While OS X "is" a unix operating system, it also derives quite a bit its code, APIs, standards, etc from Mac OS 9. In unix, file paths have "/" separating the elements and ":" is allowed in the names of individual files and directories. In Mac OS 9, it was the other way around: file paths had ":" between elements and "/" was allowed in individual filenames. When Apple developed OS X, they wound up having to support some APIs that used unix-style file paths, and some APIs that used OS 9-style paths, and they had to both be able to work on the same filesystem.
What they did is to swap delimiters and allowed characters depending on context. If you write (/run) a program that uses unix APIs to access the filesystem, you'll see files with colons in their names and slashes separating path elements. If you write (/run) a program that uses the old OS 9 APIs (or their derivatives), you'll see files with slashes in their names and colons separating path elements. See Apple's developer Q&A #1392 and notes on specifying paths in AppleScript for a bit more discussion.
(There are some other differences as well. A unix path is absolute if it starts with the delimiter ("/"), and absolute paths start at the top of the root volume. An OS 9 path is absolute if it doesn't start with a delimiter, and absolute OS 9 paths start with a volume name. Thus, the unix path "/tmp/foo:bar" is equivalent to the OS 9 path "Macintosh HD:tmp:foo/bar".)
So, which character is really in the filename, a slash or a colon? Well, a filename is a rather abstract thing, but if you're asking about the bytes that're actually stored on the disk... if it's on an HFS+ (aka Mac OS Extended) volume, it's being stored in a filesystem that was designed to work with the OS 9 (well, technically Mac OS 8.1) APIs, so it allows slashes but forbids colons, so on an HFS+ volume the file will "really" have a slash in the name. OTOH if you store the file on a unixish volume, it'll be stored using the unix convention, and "really" have a colon in the name. But the difference doesn't really matter unless you're reading raw bytes off the disk or writing a filesystem driver...
Finally, why does the Finder display the controversial filename character as slash rather than colon? I'm pretty sure it's mostly inertia. The Finder isn't even entirely consistent about this, since if you use its Go To Folder option (Command-Shift-G) and type in "/Users/Shared", it treats that as a unix path. If you type in "Macintosh HD:Users:Shared", it has no idea what you're talking about.

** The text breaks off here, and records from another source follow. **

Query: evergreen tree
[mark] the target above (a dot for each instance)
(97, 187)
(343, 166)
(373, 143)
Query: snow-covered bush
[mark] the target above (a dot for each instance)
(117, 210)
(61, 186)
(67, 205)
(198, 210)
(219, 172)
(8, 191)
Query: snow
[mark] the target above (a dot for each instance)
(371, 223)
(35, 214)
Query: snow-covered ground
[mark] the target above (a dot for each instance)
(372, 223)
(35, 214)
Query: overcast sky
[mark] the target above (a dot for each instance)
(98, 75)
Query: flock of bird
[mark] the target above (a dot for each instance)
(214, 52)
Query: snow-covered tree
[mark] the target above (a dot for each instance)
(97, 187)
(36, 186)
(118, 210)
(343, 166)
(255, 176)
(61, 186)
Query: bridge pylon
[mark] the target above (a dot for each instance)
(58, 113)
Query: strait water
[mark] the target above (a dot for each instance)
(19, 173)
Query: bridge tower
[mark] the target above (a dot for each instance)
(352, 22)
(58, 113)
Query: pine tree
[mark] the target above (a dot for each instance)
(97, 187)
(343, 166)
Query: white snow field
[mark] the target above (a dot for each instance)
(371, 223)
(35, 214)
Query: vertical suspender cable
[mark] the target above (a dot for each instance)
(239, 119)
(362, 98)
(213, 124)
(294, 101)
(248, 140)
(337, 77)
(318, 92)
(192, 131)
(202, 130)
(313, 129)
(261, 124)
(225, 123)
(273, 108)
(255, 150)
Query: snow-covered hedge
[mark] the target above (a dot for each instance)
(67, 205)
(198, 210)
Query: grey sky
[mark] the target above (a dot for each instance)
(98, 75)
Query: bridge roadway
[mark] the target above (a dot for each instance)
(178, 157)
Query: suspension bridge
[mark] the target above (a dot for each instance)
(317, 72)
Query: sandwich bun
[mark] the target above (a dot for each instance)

Furthermore, if you run touch /tmp/foo:bar
, then try to get to it with Go To Folder:
- Entering "/tmp/foo:bar" works.
- Entering "/tmp/fo" then pressing tab autocompletes it to "/tmp/foo/bar/", which works.
- Entering "/tmp/foo/bar/" fails, even though it's exactly the same as the autocomplete.
- Entering "/tmp/foo" then pressing tab autocompletes to "/tmp/foo/", which cannot be autocompleted any further and doesn't work at all.
Update: as Konrad Rudolph pointed out, the Go To Folder behavior has changed as of El Capitan, and I there's no longer any way to use it to get to folders containing the controversial character.